For a Midwest USA city, we're averaging $86 a week per person in groceries. We're cooking pretty much everything from scratch ingredients. We buy a lot of stuff from a big bulk stores, and then Aldi, and then a few specialty items that we like from Trader Joe's.

Main staples are Rice, Potatoes, Sweet Potatoes, Beans, Mushrooms, Tofu, Eggs, and then a large variety of greens. I'm sure I'm forgetting major categories of food we eat. We do eat chicken and salmon, but it's usually a once or twice a week thing. We keep a lot of dry ingredients in storage for seasoning, so a typical meal might have a lot of ingredients. We are very diligent about eating up everything in the fridge within a week or two, it's terrible to let food just sit in there and go bad.

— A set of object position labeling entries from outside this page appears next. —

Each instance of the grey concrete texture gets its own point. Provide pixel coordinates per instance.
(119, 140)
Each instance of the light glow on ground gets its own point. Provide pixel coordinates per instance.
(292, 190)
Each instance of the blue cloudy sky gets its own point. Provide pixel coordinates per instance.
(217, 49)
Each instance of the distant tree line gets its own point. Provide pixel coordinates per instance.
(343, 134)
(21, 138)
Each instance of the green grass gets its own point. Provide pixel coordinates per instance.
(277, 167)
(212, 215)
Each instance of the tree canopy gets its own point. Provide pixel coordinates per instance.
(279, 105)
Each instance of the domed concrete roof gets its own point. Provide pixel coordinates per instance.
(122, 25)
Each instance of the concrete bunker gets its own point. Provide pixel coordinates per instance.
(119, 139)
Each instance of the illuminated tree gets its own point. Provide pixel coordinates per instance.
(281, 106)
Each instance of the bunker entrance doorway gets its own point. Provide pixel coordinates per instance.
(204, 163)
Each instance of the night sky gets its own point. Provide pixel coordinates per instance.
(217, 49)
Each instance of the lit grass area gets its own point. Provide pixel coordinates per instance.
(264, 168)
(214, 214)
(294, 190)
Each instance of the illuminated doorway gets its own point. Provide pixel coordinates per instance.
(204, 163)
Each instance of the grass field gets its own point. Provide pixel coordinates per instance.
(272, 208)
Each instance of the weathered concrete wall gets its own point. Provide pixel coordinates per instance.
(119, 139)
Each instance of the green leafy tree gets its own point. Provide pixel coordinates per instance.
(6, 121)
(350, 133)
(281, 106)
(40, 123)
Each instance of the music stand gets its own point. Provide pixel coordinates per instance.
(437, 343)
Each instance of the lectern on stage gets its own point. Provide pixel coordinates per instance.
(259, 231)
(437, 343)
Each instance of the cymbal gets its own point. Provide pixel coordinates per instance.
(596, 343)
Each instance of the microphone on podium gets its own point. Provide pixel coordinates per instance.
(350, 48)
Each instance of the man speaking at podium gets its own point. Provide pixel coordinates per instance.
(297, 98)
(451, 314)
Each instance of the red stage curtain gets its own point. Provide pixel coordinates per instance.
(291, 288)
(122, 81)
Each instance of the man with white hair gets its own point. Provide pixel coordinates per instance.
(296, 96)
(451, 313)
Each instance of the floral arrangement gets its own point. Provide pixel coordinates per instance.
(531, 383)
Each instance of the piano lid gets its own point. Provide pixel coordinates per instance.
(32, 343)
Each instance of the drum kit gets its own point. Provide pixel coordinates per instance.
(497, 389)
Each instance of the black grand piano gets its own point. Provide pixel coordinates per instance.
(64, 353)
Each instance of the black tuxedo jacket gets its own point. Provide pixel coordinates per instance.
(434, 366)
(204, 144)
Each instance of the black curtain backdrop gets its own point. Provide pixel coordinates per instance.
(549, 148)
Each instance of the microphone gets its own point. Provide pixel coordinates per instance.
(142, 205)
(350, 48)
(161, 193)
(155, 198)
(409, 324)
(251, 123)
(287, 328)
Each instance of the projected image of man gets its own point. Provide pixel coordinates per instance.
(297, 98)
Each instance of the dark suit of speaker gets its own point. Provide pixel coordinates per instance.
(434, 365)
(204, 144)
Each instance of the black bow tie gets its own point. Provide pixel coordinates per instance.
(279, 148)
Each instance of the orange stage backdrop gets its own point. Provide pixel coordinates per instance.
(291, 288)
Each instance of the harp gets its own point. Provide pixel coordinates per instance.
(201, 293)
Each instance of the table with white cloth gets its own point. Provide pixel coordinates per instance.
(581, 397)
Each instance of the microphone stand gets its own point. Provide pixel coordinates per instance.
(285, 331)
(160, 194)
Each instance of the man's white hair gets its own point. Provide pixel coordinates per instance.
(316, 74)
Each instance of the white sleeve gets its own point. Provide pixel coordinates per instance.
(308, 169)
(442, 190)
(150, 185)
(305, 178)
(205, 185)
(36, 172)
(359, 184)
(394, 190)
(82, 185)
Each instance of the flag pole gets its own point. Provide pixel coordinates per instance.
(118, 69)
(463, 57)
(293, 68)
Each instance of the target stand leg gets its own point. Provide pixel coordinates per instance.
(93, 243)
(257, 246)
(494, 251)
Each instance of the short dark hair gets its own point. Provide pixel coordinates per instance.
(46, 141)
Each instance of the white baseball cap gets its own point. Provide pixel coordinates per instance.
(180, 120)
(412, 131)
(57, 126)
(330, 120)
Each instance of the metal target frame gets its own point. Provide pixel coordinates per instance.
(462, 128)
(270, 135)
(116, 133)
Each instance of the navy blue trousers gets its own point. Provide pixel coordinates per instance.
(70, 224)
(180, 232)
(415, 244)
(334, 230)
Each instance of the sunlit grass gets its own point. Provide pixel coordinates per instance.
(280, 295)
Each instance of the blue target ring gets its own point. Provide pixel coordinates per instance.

Cooking from scratch is the main way to save money. Buying in bulk is the second way. Both are kind of challenging if you're just a single person household, unfortunately.

[–] Dimmer06@hexbear.net 7 points 1 day ago

I'm running about $600 a month for two adult vegans and two cats (including non-food essentials).

When I was single in the early 2020s I could get it under $200 a month but I'm willing to treat myself a little more now.

[–] Horse@lemmygrad.ml 7 points 1 day ago (1 children)

country at least would help a lot
though the omission means american lol

[–] isame@hexbear.net 3 points 1 day ago

You got me 😂 In my meager defense, I posted this right before bed and had already smoked. I left out a few details I should have included.

[–] bubbalu@hexbear.net 6 points 1 day ago

In college, I could get by on $45 a week about. Now it's pretty close to $70 if I am cooking everything. I probably spend about $120-140 a week on all of my food expenses and honestly it's my biggest budget item.

[–] LeninWalksTheEarth@hexbear.net 4 points 1 day ago* (last edited 1 day ago) (1 children)

unless youre in a high cost of living area/city, if you're buying a preparing most food(not buying frozen meals too much) you're probably looking at $150 a week. If youre real thrifty maybe you could get close to $100. Helps if youre not a picky eater. Make large batches of food you can eat over multiple days. im not good at cooking so im a bad source, but there are subreddits like EatCheapAndHealthy that could be good idea sources.

[–] Doubledee@hexbear.net 3 points 1 day ago (1 children)

COL is huge, I'm not being particularly thrifty and I feed my family of 3 on 150 or less every week. I could easily feed myself on 60.

[–] Lussy@hexbear.net 4 points 1 day ago (1 children)

Groceries are cheaper when you buy in bulk.

[–] Doubledee@hexbear.net 3 points 1 day ago

Certainly true, however in my case we don't have a store nearby that does bulk really, we go to a little market and get things in the one size they sell, which is what I bought when I was single. So it's not JUST bulk.

[–] barrbaric@hexbear.net 2 points 1 day ago* (last edited 1 day ago)

I spend about $100/wk, mostly on frozen prepared slop because I hate cooking, though I also get fresh fruit/veggies as well. The extent of my thriftiness is working from a baseline that one meal should be ~$4 and trying to avoid things that cost more than that. That leaves ~$16/wk for snacks, drinks, and whatever else, which is plenty for me.